In een reactie op de uitspraak van vicepresident Ronnie Brunswijk, dat ABOP-ministeries geen geld krijgen van het ministerie van Financiën en Planning, heeft de minister van BIBIS gesteld, dat er geen uitgaven kunnen worden gedaan voor “projecten die niet van de Staat zijn”. “Betalingen dienen op de juiste manier te gebeuren, omdat de regering goed bestuur en transparantie voorstaat.” Concreet stelt de minister van BIBIS, dat geconstateerd is dat sommige activiteiten waarvoor er betaling wordt gevraagd, niet van de Staat zijn, maar van een (of meer) politieke partij(en). De Vereniging van Economisten in Suriname (VES), typeert dit als zeer ernstig en de samenleving heeft recht op opheldering. Dit is een vorm van corruptie, indien staatsmiddelen worden aangewend voor partijbelangen. Aangezien de vicepresident deze ernstige aantijging niet heeft ontkend en weerlegd, blijft wellicht de indruk hangen, dat de Vicepresident zich schuldig maakt aan corruptie. In het kader van corruptievrij bestuur is het noodzakelijk dat de regering duidelijkheid hierin verschaft. Daarenboven zijn volgens de Wet op de Politieke Partijen, alle partijen, ook de regeringspartijen, verplicht uit het oogpunt van transparantie elk jaar financiële verslagen te publiceren met een overzicht van de inkomsten en uitgaven.
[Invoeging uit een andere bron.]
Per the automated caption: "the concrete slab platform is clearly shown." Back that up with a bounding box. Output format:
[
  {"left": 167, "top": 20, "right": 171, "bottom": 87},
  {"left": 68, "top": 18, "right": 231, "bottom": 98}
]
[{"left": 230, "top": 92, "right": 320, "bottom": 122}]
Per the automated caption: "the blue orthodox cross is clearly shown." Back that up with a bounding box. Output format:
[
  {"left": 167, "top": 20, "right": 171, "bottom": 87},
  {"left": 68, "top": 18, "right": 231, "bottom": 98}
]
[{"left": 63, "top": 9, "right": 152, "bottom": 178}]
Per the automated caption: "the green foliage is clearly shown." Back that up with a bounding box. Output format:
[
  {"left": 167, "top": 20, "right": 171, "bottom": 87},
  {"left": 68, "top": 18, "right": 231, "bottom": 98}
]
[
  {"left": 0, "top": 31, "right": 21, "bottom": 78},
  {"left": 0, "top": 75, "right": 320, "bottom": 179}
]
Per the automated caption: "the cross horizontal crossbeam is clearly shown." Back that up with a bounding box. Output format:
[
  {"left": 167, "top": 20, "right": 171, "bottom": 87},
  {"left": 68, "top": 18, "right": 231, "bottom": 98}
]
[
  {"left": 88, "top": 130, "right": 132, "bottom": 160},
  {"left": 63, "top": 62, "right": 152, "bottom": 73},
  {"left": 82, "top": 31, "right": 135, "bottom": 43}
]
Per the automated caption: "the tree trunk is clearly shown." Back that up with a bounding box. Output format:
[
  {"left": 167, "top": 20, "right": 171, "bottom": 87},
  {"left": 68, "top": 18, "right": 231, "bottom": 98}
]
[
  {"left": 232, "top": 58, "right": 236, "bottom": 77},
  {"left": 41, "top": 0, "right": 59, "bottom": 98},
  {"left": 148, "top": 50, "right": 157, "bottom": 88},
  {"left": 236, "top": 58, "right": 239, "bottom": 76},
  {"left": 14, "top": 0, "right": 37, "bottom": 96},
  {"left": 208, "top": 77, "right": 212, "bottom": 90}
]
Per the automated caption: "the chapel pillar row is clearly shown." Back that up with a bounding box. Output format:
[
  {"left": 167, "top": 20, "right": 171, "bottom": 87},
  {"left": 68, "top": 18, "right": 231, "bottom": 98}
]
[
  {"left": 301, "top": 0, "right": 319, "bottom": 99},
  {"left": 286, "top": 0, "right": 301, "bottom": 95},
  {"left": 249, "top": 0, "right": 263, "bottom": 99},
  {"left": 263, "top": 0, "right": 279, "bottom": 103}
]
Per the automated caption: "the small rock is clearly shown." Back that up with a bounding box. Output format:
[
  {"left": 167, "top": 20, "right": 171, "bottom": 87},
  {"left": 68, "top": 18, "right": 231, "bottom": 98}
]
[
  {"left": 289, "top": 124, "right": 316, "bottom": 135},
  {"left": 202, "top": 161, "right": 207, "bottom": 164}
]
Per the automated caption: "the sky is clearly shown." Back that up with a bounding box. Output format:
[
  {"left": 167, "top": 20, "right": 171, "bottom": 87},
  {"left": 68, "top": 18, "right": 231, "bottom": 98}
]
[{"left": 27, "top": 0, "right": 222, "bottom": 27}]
3E monitoringsrapport Herstelplan blijft geheim
De VES heeft de minister van Financiën en Planning in april bij herhaling gevraagd naar het 3e monitoringsrapport van het Herstelplan 2020 – 2022. Helaas heeft de VES dit verslag nog niet mogen ontvangen. Dit getuigt van de mate van transparantie van het ministerie. Dit is namelijk niet de eerste keer. Het 1e en het 2e rapport van het Herstelplan heeft de VES ontvangen van het ministerie van Financiën, pas nadat president Chandrikapersad Santokhi, de opdracht daartoe gaf aan de minister die in eerste instantie had geweigerd om het rapport beschikbaar te stellen. Toen de VES bekendmaakte dat het 2e rapport aangaf dat de uitvoering hopeloos achter liep op het programma, aangezien er halverwege de uitvoering slechts 19 procent was afgerond, reageerde de minister woest. Indien de VES “ongenuanceerd bezig” zou zijn, dan zou de minister juist alle belang hebben bij het zelf genuanceerd uitleggen over de voortgang van het programma. Wat is het dat de Minister niet begrijpt dat de gemeenschap er recht op heeft om te weten hoe het vordert met het herstel van haar economie. Te bedenken dat dezelfde gemeenschap voor 2022 alleen maar liefst SRD 3 miljoen moet neertellen voor de monitoring van dit Herstelprogramma.
Visvergunningen
De maand april werd gedomineerd door de discussie over “het mogelijk verstrekken van visvergunningen aan Guyanese vissers”. De berichtgeving is soms zeer verwarrend en afkomstig vanuit diverse bronnen uit Suriname en Guyana. Tijdens de CEO Talk heeft Udo Karg duidelijk en helder uitgelegd dat volgens de wet, visvergunningen niet kunnen worden afgegeven aan Guyanese vissers. Helaas schiet de regering tekort in het verstrekken van de juiste en volledige informatie. De hamvraag is: Heeft President Santokhi een belofte gedaan aan president Ali van Guyana dat Guyanese vissers in aanmerking zullen komen voor een visvergunning?. De verwarring wordt groter met de verklaring van president Santokhi, dat hij van Guyana al 6 weken terug een lijst heeft ontvangen van visvergunninghouders die hun vergunningen doorverhuren aan Guyanezen. Dit terwijl de minister van Landbouw, Veeteelt en Visserij, die direct die vergunningen zou intrekken, heeft ontkend dat hij deze gegevens heeft. De samenleving behoeft ook hieromtrent een eerlijke uitleg.